“Fresh Trout…
…caught yesterday! Do you want some?” Just the kind of text I like to see come in around bedtime. The next afternoon, I’ll plan on swinging by the grocery store to pick up fresh herbs and a head of lettuce. Next stop is my friend TR’s house, to receive the fish, fresh-caught by her angler cousin, who I’ve never met, but have enjoyed his catch three times already this spring. That’s how I’ve learned that fresh-caught fish is easy to cook. I use my meat thermometer carefully, but there’s a wide margin for error for the silky, succulent trout. I always serve it with a hearty salad and subtly sweet Coconut Rice, which is a perfect complement to the delicate flavors.

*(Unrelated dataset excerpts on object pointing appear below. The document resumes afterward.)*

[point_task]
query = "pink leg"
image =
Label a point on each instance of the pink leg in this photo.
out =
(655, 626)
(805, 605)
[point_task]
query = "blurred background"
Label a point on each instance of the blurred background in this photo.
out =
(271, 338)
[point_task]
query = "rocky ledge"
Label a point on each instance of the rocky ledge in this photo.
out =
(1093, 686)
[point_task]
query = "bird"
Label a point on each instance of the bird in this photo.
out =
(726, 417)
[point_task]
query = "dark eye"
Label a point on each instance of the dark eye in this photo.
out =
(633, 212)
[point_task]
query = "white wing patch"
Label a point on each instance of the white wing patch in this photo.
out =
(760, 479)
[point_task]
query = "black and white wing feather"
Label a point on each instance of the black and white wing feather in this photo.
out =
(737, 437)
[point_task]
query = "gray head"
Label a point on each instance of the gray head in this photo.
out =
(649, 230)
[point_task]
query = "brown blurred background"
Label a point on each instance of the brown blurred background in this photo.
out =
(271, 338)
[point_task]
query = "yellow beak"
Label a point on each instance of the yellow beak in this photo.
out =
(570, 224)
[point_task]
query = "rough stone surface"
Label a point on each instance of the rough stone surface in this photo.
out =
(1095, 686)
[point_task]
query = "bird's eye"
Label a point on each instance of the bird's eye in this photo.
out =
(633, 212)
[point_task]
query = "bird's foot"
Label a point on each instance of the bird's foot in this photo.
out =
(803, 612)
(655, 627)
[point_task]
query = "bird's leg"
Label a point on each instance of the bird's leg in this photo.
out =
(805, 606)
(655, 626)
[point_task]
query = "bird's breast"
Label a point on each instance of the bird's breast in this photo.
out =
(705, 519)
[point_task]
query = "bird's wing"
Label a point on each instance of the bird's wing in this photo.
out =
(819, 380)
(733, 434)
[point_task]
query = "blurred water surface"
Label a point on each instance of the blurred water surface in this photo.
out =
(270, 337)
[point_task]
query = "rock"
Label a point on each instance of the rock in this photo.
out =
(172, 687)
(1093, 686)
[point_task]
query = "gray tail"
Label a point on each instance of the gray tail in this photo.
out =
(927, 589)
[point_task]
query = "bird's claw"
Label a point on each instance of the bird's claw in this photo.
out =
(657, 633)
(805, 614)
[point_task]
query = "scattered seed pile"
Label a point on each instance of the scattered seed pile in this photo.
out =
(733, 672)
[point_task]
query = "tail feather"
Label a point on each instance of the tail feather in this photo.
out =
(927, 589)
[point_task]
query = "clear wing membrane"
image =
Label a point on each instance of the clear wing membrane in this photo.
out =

Adapted from The Best of America’s Test Kitchen
- 3-4 medium whole trout, gutted, rinsed and patted dry
- 2 tsp minced fresh herbs: marjoram, oregano, or thyme
- 1 tsp grated lemon zest; cut the lemon into wedges for serving
- Kosher salt
- Fresh-ground pepper
- 2 Tbsp mayonnaise
- ½ tsp honey
Preheat oven to 425, with griddle pan or heavy baking sheet on middle rack. Combine herbs, zest, 2 tsp salt, and plenty of pepper in a small bowl. Open up each trout and sprinkle mixture evenly over the inside surface. Close up the fish and let stand 10 minutes. Stir mayo and honey together; brush over entire exterior of each fish. Place fish on griddle pan, leaving space in between. Bake for 7-10 minutes, flipping once, until temp in thickest part is 135-145. (Remove smaller fish to a plate as they are done.) Cut off fish heads and divide larger trout into portions if desired. Serve with lemon wedges and sides of rice and salad.